His body sways with mine, as he holds me close.
“Let me just hold you like this for a minute, before you push me away.” Jensen nuzzles in closer, and I hear him inhale as he skims over the side of my neck with the tip of his nose.
My throat feels raw.
“I just want to pretend for a second that these last two weeks haven't happened.”
“But it has.” I push the words past my lips and try to turn in his embrace.

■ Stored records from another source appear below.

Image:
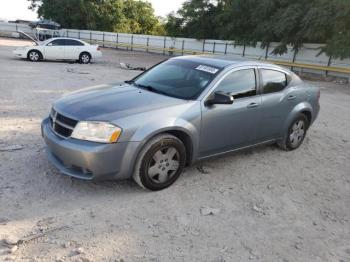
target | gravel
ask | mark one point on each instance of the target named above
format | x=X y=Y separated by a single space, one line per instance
x=262 y=204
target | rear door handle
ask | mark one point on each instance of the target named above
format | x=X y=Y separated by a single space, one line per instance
x=252 y=105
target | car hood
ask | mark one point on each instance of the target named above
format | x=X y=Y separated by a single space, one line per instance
x=111 y=102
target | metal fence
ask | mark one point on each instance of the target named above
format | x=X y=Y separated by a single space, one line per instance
x=307 y=59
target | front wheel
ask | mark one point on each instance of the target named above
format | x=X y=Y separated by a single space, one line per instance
x=295 y=134
x=160 y=162
x=34 y=56
x=84 y=58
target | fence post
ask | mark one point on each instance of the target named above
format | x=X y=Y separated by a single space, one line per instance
x=294 y=57
x=267 y=50
x=183 y=46
x=132 y=42
x=164 y=45
x=147 y=43
x=329 y=64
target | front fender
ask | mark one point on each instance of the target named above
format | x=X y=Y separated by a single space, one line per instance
x=151 y=129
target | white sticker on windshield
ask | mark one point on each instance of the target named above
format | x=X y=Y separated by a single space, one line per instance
x=208 y=69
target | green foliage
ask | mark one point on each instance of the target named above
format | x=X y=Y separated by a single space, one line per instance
x=126 y=16
x=251 y=21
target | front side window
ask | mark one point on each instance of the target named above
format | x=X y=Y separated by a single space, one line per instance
x=57 y=42
x=178 y=78
x=273 y=81
x=239 y=84
x=71 y=42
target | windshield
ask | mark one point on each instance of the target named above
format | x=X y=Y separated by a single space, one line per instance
x=177 y=78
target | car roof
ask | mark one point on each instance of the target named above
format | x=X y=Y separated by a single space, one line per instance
x=63 y=38
x=222 y=61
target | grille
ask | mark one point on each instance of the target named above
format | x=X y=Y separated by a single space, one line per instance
x=62 y=125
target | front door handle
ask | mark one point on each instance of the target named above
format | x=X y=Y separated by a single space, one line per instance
x=252 y=105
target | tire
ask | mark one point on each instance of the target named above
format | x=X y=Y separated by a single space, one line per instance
x=295 y=134
x=34 y=56
x=160 y=162
x=85 y=58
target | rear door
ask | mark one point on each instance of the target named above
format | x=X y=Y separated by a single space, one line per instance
x=279 y=97
x=55 y=49
x=73 y=49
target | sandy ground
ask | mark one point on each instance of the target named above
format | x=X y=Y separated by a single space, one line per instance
x=267 y=204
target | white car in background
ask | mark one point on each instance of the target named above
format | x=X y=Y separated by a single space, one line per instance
x=59 y=48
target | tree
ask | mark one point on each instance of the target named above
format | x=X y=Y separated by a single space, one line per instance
x=251 y=21
x=127 y=16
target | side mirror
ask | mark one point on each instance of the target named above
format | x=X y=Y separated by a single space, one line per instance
x=219 y=98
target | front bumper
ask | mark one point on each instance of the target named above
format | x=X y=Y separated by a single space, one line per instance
x=89 y=160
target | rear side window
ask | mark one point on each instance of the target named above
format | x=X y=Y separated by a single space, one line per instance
x=273 y=81
x=71 y=42
x=239 y=84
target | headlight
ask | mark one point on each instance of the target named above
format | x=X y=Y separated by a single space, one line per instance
x=96 y=132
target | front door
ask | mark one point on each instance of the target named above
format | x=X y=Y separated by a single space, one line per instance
x=73 y=49
x=55 y=49
x=227 y=127
x=278 y=100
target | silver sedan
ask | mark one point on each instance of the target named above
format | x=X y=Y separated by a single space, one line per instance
x=182 y=110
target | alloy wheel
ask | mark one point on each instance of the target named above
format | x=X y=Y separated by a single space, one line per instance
x=164 y=165
x=34 y=56
x=297 y=133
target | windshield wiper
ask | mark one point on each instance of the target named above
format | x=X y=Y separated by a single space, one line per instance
x=151 y=88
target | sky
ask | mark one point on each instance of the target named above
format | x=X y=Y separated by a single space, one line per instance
x=18 y=9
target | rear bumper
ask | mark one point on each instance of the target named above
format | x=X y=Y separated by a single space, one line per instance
x=88 y=160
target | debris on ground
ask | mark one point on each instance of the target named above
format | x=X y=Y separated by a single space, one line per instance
x=11 y=148
x=74 y=71
x=259 y=210
x=206 y=211
x=202 y=170
x=130 y=67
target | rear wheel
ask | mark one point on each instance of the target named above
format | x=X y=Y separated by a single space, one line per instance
x=295 y=134
x=84 y=58
x=160 y=162
x=34 y=56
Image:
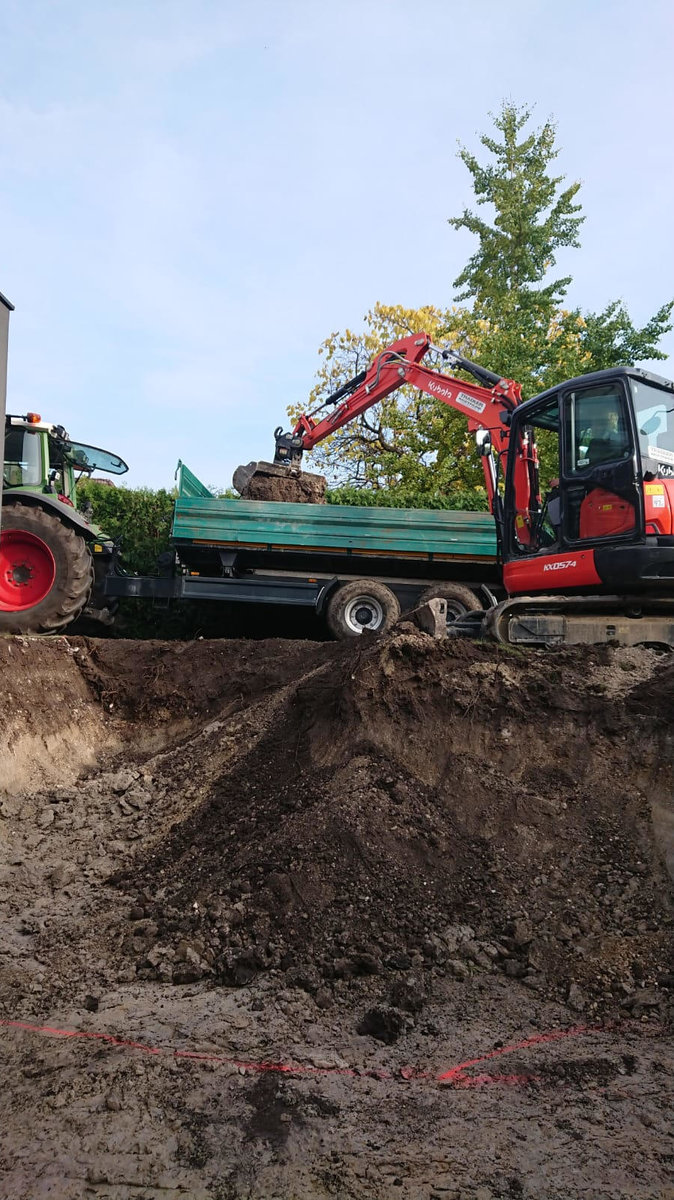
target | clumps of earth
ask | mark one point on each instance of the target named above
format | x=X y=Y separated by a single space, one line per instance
x=270 y=481
x=408 y=810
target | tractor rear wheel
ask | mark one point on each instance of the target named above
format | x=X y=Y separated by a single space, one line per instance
x=46 y=571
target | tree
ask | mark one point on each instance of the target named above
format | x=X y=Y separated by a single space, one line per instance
x=516 y=322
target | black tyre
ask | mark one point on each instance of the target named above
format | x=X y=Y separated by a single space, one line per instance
x=46 y=571
x=363 y=606
x=459 y=599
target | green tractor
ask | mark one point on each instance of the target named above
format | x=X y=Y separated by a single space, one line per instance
x=52 y=557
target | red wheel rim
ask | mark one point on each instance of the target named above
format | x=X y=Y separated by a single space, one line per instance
x=26 y=570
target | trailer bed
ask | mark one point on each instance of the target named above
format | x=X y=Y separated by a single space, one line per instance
x=331 y=529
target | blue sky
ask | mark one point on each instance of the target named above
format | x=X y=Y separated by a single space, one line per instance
x=193 y=196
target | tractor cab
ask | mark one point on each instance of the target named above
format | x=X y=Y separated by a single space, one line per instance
x=590 y=471
x=40 y=456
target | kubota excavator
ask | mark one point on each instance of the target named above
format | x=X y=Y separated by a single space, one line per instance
x=593 y=558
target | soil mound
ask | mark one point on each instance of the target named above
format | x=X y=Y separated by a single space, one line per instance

“I’m married.” The confession hurts even though it's something I already know. “She cheated on me, probably more times than I’m aware of.”
Stepping forward his arms break apart and I turn to face him. The air in my lungs feels as though it's sucked out in one big whoosh. Seeing him, those gorgeous eyes and lips that I almost instantly fell in love with hit me. I wasn’t prepared for the way seeing him again would make me feel.
“Two wrongs do not make a right.” The buzz I was feeling quickly fades.
He’s beautiful standing there before me, stubble shadowing his jaw. Wearing jeans and a Henley, tight, fitting his chest making it hard not to reach out and place my hand there. “For whatever reason you decided that it was okay to put me in the position you did, doesn’t make me any less angry. I am not the kind of woman that thinks sleeping with another woman's husband is okay. Problems or not, Jensen, nothing about it is okay.”
“We are married only by paper,” he says in a rush taking a step toward me and I step back. “Before you and I were an us?—”
“There is no us,” I correct him and I notice the way his throat bobs when he swallows hard.
“There is,” he pushes back. “There’s a you and a me, then there is an us.” I shake my head but he doesn’t stop. “And I like us, in fact I fucking love us. I’m a better man when there is an us. I feel like I’m the man I was a long time ago, the man I lost. I haven’t felt like that man in a long time.”
“You lied to me.” It's something I can’t let go of.
“I never lied.”
“Lying by omission is still lying, Jensen.”
“We’ve been separated for more than a year,” he says in a rush.
"So why not just tell me that?” I say, throwing my hands out in frustration.